В маленькой квартирке Фурманова в Нащокинском переулке мы появились первыми из приглашенных. Дмитрий Андреевич вышел к нам своей быстрой и легкой походкой, в штатском платье (таким я его еще не видала), по-прежнему юношески стройный и как будто даже помолодевший против девятнадцатого года. Он посмотрел на нас веселыми внимательными глазами и, пожимая руки, сказал с упреком:

— Вы, самые аккуратные, все же опоздали на шесть минут.

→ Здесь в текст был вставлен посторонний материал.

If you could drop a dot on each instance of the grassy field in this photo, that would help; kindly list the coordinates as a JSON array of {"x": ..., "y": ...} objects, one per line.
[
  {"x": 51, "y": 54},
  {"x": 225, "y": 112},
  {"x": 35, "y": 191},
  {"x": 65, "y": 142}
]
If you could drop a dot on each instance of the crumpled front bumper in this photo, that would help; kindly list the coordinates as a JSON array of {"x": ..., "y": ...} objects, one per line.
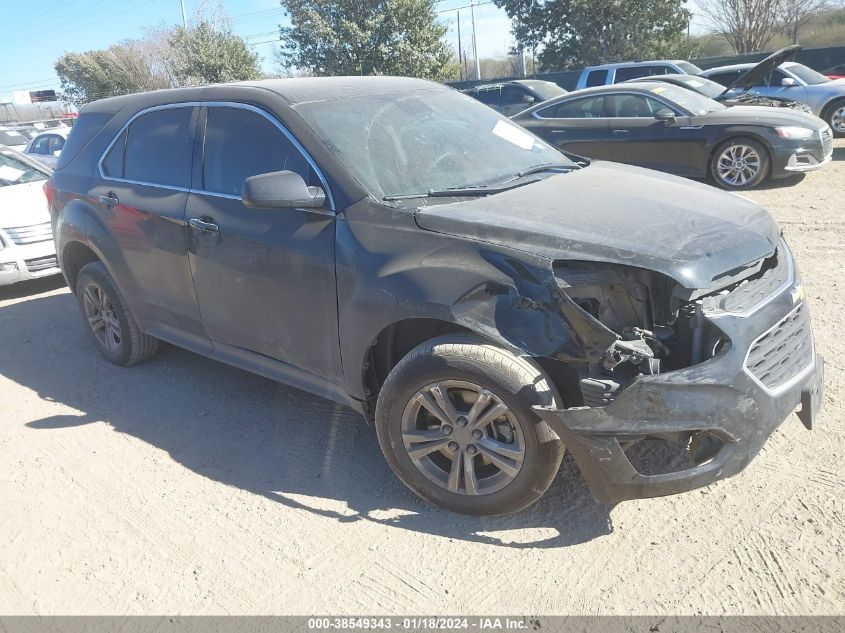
[{"x": 720, "y": 396}]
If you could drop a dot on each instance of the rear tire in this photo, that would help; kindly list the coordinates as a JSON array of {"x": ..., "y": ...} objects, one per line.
[
  {"x": 834, "y": 116},
  {"x": 107, "y": 317},
  {"x": 493, "y": 458},
  {"x": 739, "y": 163}
]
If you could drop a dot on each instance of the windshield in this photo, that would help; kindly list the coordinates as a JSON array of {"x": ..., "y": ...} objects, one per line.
[
  {"x": 11, "y": 137},
  {"x": 690, "y": 69},
  {"x": 690, "y": 101},
  {"x": 807, "y": 75},
  {"x": 709, "y": 89},
  {"x": 14, "y": 171},
  {"x": 545, "y": 89},
  {"x": 424, "y": 140}
]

— Шесть минут — это чепуха, — сказал Артем, — я дни и месяцы пускаю по ветру.

Фурманов возмутился.

— Это преступленье, — сказал он. […]

Месяца два спустя Артем писал мне в Воронеж, где я училась в университете: «Работаю, как черт. Не выхожу из библиотек. Читаю о прошлом, чтобы осознать лучше сегодняшнюю действительность. Что-то делается со мной странное. С некоторых пор не могу слышать тиканья часов: физически ощущаю, как бегут минуты, и каждую жаль, хочется удержать. Все кажется, что я не успею сделать что-то важное…» 3

В другой раз Ольга Ксенофонтовна вспоминала:

Зимой 1924 года из Москвы от Артема пришло письмо: «Роман закончен. Срочно требуется твое карающее перо. Приезжай. Режь, прессуй, просеивай через сито».

Необоснованное право резать и прессовать свое творчество Артем предоставил мне еще с 1918 года, когда я, в свои семнадцать лет, была литературным правщиком в самарской газете, а он, тогда еще полуграмотный парень, начинал пробовать в печати свое «дикое перо»[29], брал первые ноты «Большого запева»[30].

«Впрочем, — писал Артем, — тебе едва ли удастся разгуляться по страницам „Страны родной“.[…] „Страна родная“ — моя первая серьезная вещь и большая победа».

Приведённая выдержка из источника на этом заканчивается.